Le ministre du Budget appelle les contribuables concernés "à régulariser au plus vite" leur situation avant le 31 décembre 2009
, en utilisant notamment la "cellule de régularisation" mise en place par le gouvernement en avril pour les résidents français détenteurs d'avoirs dans les paradis fiscaux. "S'ils ne le font pas, nous utiliserons le contrôle fiscal dans toute sa rigueur : enquête détaillée et saisie de la justice au besoin", prévient-il.

Information, dialogue et concertation
Le ministre fera un point prochainement avec Didier Migaud (PS) et Gilles Carrez (UMP), respectivement président et rapporteur général de la commission des finances de l'Assemblée nationale, sur ces informations.

E. Woerth exclut toute amnistie pour les fraudeurs

"Tout le monde doit bien comprendre que nous avons changé d'époque", a poursuivi "Ce serait une injustice insupportable", explique-t-il. "N'attendez pas une amnistie. Nous refusons même d'y réfléchir".
Toujours plus haut, toujours plus juste

Eric Woerth souhaite réunir prochainement les représentants des banques installées en France pour leur demander l'identité des contribuables ayant transféré leurs avoirs à l'étranger.
"Si leur collaboration est insuffisante, le droit fiscal prévoit d'ores et déjà des sanctions dissuasives (pénalité représentant 50% des sommes transférées)", a averti le ministre.
Depuis son ouverture en avril, la cellule de régularisation a "instruit 200 dossiers, bouclé 20 régularisations et 80 autres sont en cours de traitement", selon le ministre qui a précisé que les 20 premiers dossiers ont représenté "une collecte d'impôt d'un demi-million d'euros".

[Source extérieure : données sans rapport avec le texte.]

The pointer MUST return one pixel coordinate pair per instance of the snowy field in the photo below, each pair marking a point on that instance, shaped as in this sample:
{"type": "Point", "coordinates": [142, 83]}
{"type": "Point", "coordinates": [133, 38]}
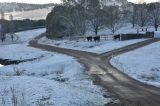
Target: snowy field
{"type": "Point", "coordinates": [22, 38]}
{"type": "Point", "coordinates": [95, 47]}
{"type": "Point", "coordinates": [32, 14]}
{"type": "Point", "coordinates": [142, 64]}
{"type": "Point", "coordinates": [51, 80]}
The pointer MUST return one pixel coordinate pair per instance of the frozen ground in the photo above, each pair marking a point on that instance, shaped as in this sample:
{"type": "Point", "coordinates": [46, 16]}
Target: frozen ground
{"type": "Point", "coordinates": [23, 37]}
{"type": "Point", "coordinates": [142, 64]}
{"type": "Point", "coordinates": [51, 80]}
{"type": "Point", "coordinates": [95, 47]}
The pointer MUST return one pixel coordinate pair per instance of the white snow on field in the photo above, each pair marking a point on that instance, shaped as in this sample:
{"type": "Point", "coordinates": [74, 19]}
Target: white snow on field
{"type": "Point", "coordinates": [55, 79]}
{"type": "Point", "coordinates": [22, 37]}
{"type": "Point", "coordinates": [95, 47]}
{"type": "Point", "coordinates": [32, 14]}
{"type": "Point", "coordinates": [142, 64]}
{"type": "Point", "coordinates": [124, 29]}
{"type": "Point", "coordinates": [19, 52]}
{"type": "Point", "coordinates": [52, 80]}
{"type": "Point", "coordinates": [26, 36]}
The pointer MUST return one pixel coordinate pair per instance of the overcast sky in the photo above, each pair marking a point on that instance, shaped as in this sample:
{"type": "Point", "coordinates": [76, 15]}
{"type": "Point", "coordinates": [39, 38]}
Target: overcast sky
{"type": "Point", "coordinates": [57, 1]}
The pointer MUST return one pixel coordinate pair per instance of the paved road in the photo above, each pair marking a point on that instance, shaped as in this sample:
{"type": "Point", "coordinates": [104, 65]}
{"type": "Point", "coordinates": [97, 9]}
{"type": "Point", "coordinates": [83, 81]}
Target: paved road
{"type": "Point", "coordinates": [130, 92]}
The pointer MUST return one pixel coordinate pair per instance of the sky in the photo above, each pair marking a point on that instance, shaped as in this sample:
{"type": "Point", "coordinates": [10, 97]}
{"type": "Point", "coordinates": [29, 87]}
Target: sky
{"type": "Point", "coordinates": [58, 1]}
{"type": "Point", "coordinates": [33, 1]}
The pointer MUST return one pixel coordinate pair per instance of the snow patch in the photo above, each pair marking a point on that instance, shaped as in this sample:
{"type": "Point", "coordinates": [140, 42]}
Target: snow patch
{"type": "Point", "coordinates": [142, 64]}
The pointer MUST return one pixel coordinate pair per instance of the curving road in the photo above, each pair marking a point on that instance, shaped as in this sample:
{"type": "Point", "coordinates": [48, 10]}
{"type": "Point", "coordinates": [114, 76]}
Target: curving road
{"type": "Point", "coordinates": [130, 92]}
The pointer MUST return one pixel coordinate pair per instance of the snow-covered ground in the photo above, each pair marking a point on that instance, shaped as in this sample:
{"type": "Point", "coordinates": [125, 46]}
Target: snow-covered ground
{"type": "Point", "coordinates": [1, 65]}
{"type": "Point", "coordinates": [23, 37]}
{"type": "Point", "coordinates": [142, 64]}
{"type": "Point", "coordinates": [95, 47]}
{"type": "Point", "coordinates": [32, 14]}
{"type": "Point", "coordinates": [52, 80]}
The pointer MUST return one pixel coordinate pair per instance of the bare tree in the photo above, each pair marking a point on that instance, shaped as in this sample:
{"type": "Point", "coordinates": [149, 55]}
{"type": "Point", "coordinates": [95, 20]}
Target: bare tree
{"type": "Point", "coordinates": [11, 27]}
{"type": "Point", "coordinates": [143, 15]}
{"type": "Point", "coordinates": [154, 10]}
{"type": "Point", "coordinates": [3, 27]}
{"type": "Point", "coordinates": [133, 17]}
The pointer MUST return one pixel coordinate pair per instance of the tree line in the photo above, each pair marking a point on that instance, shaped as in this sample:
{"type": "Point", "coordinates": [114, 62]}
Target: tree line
{"type": "Point", "coordinates": [12, 26]}
{"type": "Point", "coordinates": [75, 17]}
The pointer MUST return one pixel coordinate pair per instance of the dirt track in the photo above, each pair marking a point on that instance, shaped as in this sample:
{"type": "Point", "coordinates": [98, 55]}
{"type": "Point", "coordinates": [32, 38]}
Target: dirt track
{"type": "Point", "coordinates": [130, 92]}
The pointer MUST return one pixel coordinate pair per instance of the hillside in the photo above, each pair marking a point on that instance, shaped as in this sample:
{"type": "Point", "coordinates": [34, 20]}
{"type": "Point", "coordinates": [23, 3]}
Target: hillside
{"type": "Point", "coordinates": [11, 7]}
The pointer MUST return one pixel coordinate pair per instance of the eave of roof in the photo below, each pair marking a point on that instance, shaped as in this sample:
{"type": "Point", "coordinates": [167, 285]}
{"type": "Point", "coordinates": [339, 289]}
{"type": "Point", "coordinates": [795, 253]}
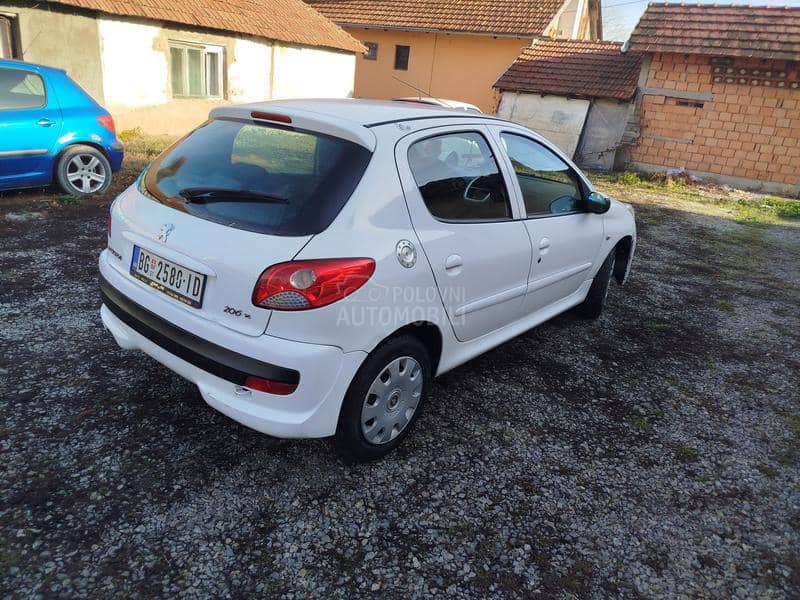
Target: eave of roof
{"type": "Point", "coordinates": [506, 18]}
{"type": "Point", "coordinates": [289, 21]}
{"type": "Point", "coordinates": [769, 32]}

La lutte contre l'évasion fiscale avait enregistré un succès spectaculaire en février 2008 lorsque Bercy avait mis la main sur une liste d'environ 200 noms de personnes ayant ouvert des comptes au Liechtenstein.

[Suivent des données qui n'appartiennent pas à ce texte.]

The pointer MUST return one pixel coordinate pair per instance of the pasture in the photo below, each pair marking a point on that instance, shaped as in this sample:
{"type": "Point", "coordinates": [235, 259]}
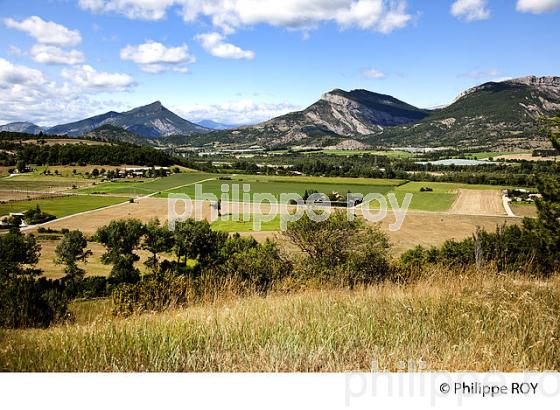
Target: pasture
{"type": "Point", "coordinates": [61, 206]}
{"type": "Point", "coordinates": [134, 187]}
{"type": "Point", "coordinates": [351, 152]}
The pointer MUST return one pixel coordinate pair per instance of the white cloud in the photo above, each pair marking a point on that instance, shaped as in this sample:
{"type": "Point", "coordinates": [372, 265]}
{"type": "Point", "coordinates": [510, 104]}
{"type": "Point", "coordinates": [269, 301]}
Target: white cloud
{"type": "Point", "coordinates": [46, 32]}
{"type": "Point", "coordinates": [470, 10]}
{"type": "Point", "coordinates": [538, 6]}
{"type": "Point", "coordinates": [235, 112]}
{"type": "Point", "coordinates": [88, 78]}
{"type": "Point", "coordinates": [26, 94]}
{"type": "Point", "coordinates": [13, 76]}
{"type": "Point", "coordinates": [54, 55]}
{"type": "Point", "coordinates": [134, 9]}
{"type": "Point", "coordinates": [481, 73]}
{"type": "Point", "coordinates": [153, 57]}
{"type": "Point", "coordinates": [229, 15]}
{"type": "Point", "coordinates": [215, 44]}
{"type": "Point", "coordinates": [373, 73]}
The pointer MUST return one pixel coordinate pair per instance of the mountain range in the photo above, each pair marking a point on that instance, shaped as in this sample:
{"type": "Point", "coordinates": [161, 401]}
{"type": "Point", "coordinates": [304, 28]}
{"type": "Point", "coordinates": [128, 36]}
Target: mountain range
{"type": "Point", "coordinates": [149, 121]}
{"type": "Point", "coordinates": [502, 114]}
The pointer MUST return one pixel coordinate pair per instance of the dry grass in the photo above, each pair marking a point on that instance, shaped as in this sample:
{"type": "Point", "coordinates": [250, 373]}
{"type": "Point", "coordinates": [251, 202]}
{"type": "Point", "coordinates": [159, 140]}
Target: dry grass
{"type": "Point", "coordinates": [451, 321]}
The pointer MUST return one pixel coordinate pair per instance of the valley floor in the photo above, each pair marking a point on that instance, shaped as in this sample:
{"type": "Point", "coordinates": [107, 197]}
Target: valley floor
{"type": "Point", "coordinates": [448, 321]}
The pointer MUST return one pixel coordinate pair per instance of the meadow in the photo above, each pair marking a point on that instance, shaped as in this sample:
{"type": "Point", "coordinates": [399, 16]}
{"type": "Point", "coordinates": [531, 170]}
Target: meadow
{"type": "Point", "coordinates": [61, 206]}
{"type": "Point", "coordinates": [450, 320]}
{"type": "Point", "coordinates": [147, 186]}
{"type": "Point", "coordinates": [351, 152]}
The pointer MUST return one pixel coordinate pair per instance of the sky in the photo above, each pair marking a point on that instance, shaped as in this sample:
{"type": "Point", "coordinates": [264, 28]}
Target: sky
{"type": "Point", "coordinates": [245, 61]}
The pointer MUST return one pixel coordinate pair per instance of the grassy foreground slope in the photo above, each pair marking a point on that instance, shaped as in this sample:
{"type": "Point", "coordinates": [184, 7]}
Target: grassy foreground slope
{"type": "Point", "coordinates": [451, 321]}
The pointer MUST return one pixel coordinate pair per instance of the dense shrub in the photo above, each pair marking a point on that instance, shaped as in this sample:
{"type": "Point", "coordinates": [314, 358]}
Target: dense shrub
{"type": "Point", "coordinates": [340, 251]}
{"type": "Point", "coordinates": [26, 302]}
{"type": "Point", "coordinates": [35, 216]}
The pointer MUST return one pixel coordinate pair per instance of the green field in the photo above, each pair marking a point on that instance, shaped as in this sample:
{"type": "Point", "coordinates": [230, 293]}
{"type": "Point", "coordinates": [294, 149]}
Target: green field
{"type": "Point", "coordinates": [134, 187]}
{"type": "Point", "coordinates": [350, 152]}
{"type": "Point", "coordinates": [490, 154]}
{"type": "Point", "coordinates": [39, 183]}
{"type": "Point", "coordinates": [437, 201]}
{"type": "Point", "coordinates": [245, 226]}
{"type": "Point", "coordinates": [62, 206]}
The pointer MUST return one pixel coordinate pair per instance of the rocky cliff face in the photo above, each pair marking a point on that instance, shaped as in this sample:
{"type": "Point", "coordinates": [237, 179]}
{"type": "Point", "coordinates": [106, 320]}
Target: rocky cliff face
{"type": "Point", "coordinates": [25, 127]}
{"type": "Point", "coordinates": [337, 115]}
{"type": "Point", "coordinates": [149, 121]}
{"type": "Point", "coordinates": [503, 115]}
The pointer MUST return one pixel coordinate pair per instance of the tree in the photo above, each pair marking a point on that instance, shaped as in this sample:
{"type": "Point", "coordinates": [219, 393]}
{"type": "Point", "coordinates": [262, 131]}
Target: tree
{"type": "Point", "coordinates": [196, 240]}
{"type": "Point", "coordinates": [18, 255]}
{"type": "Point", "coordinates": [157, 239]}
{"type": "Point", "coordinates": [71, 250]}
{"type": "Point", "coordinates": [21, 166]}
{"type": "Point", "coordinates": [121, 238]}
{"type": "Point", "coordinates": [340, 249]}
{"type": "Point", "coordinates": [326, 242]}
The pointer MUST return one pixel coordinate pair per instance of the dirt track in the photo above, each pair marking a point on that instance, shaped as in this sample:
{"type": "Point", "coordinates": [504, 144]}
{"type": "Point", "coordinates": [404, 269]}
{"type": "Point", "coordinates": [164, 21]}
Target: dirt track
{"type": "Point", "coordinates": [478, 202]}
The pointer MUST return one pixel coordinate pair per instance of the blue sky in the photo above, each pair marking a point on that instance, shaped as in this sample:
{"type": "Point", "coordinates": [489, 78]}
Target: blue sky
{"type": "Point", "coordinates": [242, 61]}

Au total, Bercy a contrôlé 34 "groupes familiaux" dans le cadre de cette enquête.
Interrogé sur le montant de l'évasion fiscale en France, Eric Woerth a dit ne pas la mesurer. "Le chiffre de 50 milliards d'euros circule mais il comprend la fraude à la TVA et aux prélèvements sociaux", selon le ministre qui a demandé à la "Délégation nationale de lutte contre la fraude d'élaborer une méthodologie de chiffrage".